Denise Whiting is known around Baltimore as the woman who trademarked "Hon"--a local term of endearment that has become so entrenched in the city's culture that there is a yearly festival dedicated to the beehived women who coined the term.
Since the community found out about her not-so-secret desire to control the market for "Hon" merchandise across the city, she and her local businesses have been the subject of protests.
But thanks to a court order, one of those protesters won't be able to get near her anymore.
Steven Akers has been at the forefront of the anti-"Hon" protests, challenging Whiting's right to control a word that arguably belongs to the public, reports The Baltimore Sun.
On Monday, a local judge issued Whiting a restraining order against Akers, barring him from contacting or harassing her.
She claims that he has harassed, terrorized, threatened, cyberbullied, and stalked her, according to the paper.
The real issue here isn't a restraining order. No, it's trademark law.
"Hon," at its very essence, is a slang term for "Honey," that is generally associated with a region and is part of common vernacular.
Trademark law is supposed to protect logos and names that designate a product's origin.

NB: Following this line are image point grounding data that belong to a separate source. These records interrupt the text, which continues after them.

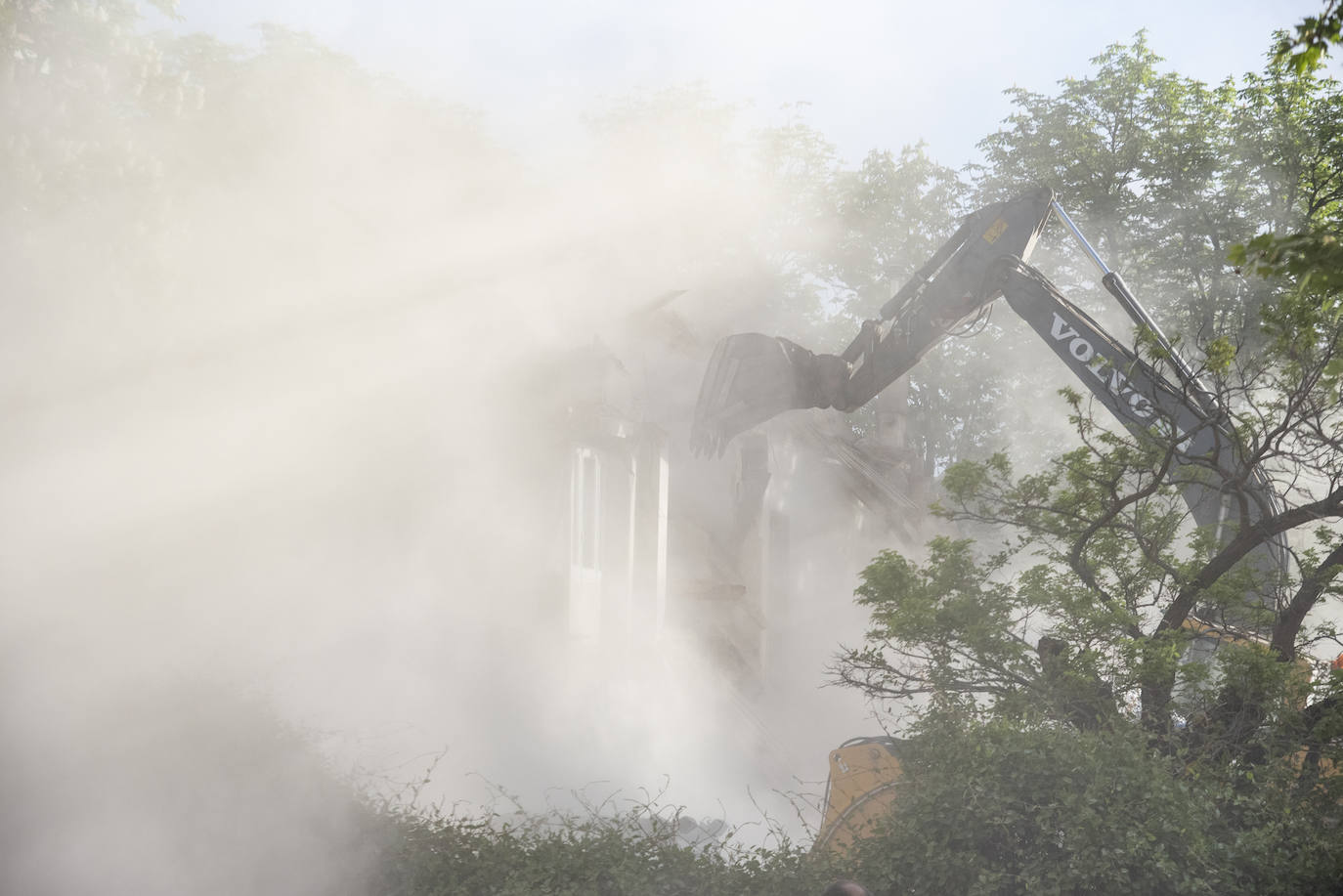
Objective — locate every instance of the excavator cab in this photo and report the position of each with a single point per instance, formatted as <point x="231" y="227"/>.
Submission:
<point x="861" y="790"/>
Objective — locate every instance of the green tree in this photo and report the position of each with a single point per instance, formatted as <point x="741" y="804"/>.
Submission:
<point x="1065" y="737"/>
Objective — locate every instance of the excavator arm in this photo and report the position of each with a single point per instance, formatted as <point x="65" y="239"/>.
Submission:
<point x="753" y="378"/>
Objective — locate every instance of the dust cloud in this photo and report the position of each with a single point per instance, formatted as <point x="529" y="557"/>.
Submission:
<point x="277" y="476"/>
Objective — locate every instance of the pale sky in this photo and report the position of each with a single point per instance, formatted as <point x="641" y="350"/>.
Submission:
<point x="875" y="72"/>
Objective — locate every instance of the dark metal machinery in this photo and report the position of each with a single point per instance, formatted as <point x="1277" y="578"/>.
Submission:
<point x="753" y="378"/>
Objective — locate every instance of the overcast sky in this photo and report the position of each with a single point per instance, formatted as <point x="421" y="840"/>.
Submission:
<point x="876" y="72"/>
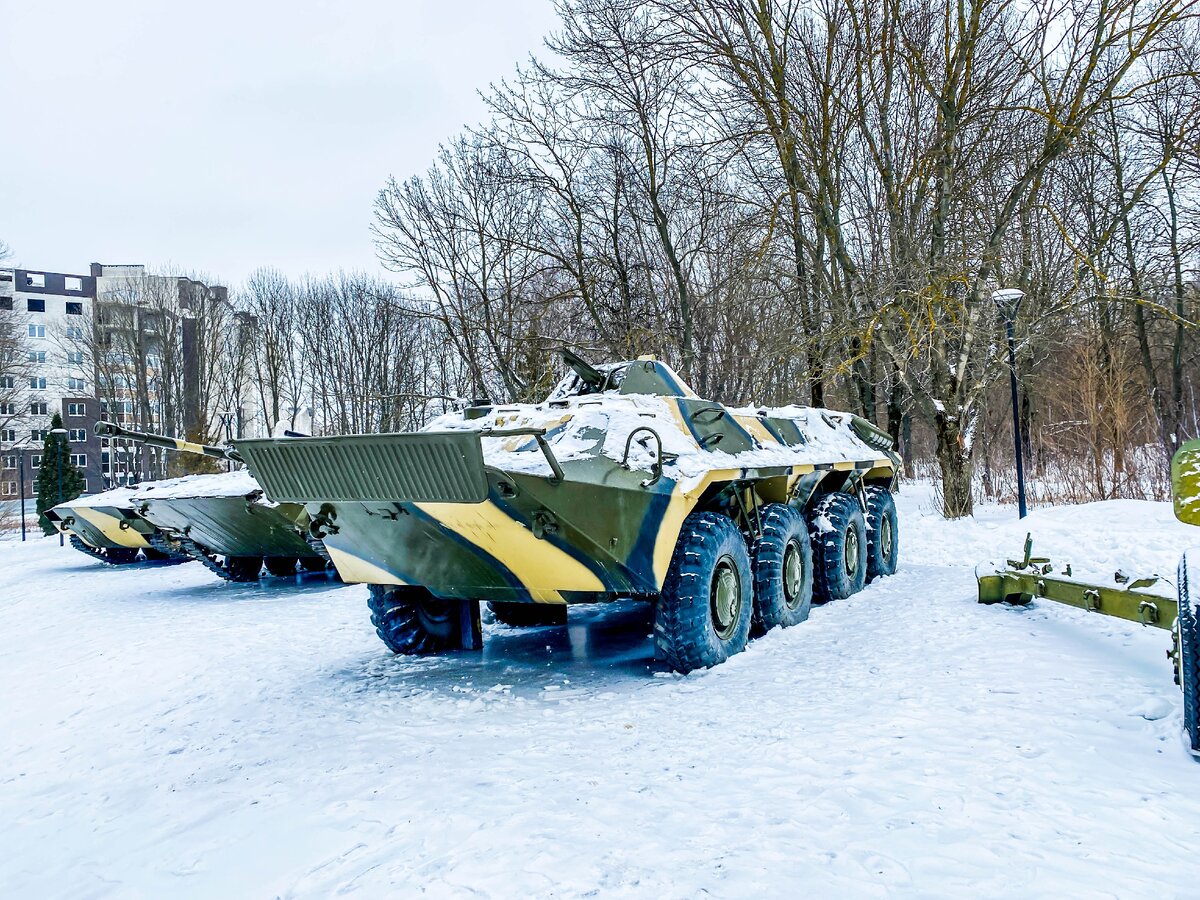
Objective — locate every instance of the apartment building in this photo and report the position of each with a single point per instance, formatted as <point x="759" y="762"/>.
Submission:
<point x="46" y="317"/>
<point x="118" y="343"/>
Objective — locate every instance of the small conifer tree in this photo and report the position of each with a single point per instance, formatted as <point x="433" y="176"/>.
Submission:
<point x="58" y="478"/>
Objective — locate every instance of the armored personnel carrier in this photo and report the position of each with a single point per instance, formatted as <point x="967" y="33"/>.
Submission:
<point x="105" y="527"/>
<point x="220" y="520"/>
<point x="622" y="484"/>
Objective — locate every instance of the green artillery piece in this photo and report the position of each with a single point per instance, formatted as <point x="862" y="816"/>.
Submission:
<point x="221" y="520"/>
<point x="622" y="485"/>
<point x="1134" y="599"/>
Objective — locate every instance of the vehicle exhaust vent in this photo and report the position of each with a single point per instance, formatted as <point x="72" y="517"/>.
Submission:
<point x="426" y="467"/>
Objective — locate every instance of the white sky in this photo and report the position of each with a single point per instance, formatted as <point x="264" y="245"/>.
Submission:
<point x="217" y="137"/>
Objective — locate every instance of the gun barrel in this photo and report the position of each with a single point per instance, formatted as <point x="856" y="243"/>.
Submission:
<point x="112" y="430"/>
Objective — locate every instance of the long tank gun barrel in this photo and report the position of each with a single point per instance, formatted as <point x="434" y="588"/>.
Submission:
<point x="111" y="430"/>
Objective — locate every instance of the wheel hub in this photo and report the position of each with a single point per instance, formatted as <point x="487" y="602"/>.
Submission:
<point x="793" y="575"/>
<point x="726" y="598"/>
<point x="851" y="556"/>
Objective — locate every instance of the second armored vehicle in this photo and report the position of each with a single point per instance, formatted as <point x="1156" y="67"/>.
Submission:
<point x="623" y="484"/>
<point x="220" y="520"/>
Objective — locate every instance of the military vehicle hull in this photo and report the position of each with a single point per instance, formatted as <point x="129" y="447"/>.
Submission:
<point x="629" y="487"/>
<point x="106" y="526"/>
<point x="231" y="526"/>
<point x="103" y="527"/>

Names and words, if not trademarked in visual format or placed on a specific type of product, only identify products if they are unique.
She apparently just trademarked the word "Hon" and reserved the right to plaster it on bumper stickers, plates, napkins, t-shirts, and anything else she can get her hands on.
Now that Steven Akers can't spend his time protesting Denise Whiting, he should definitely get to work on finding a lawyer willing to challenge her offensive trademark.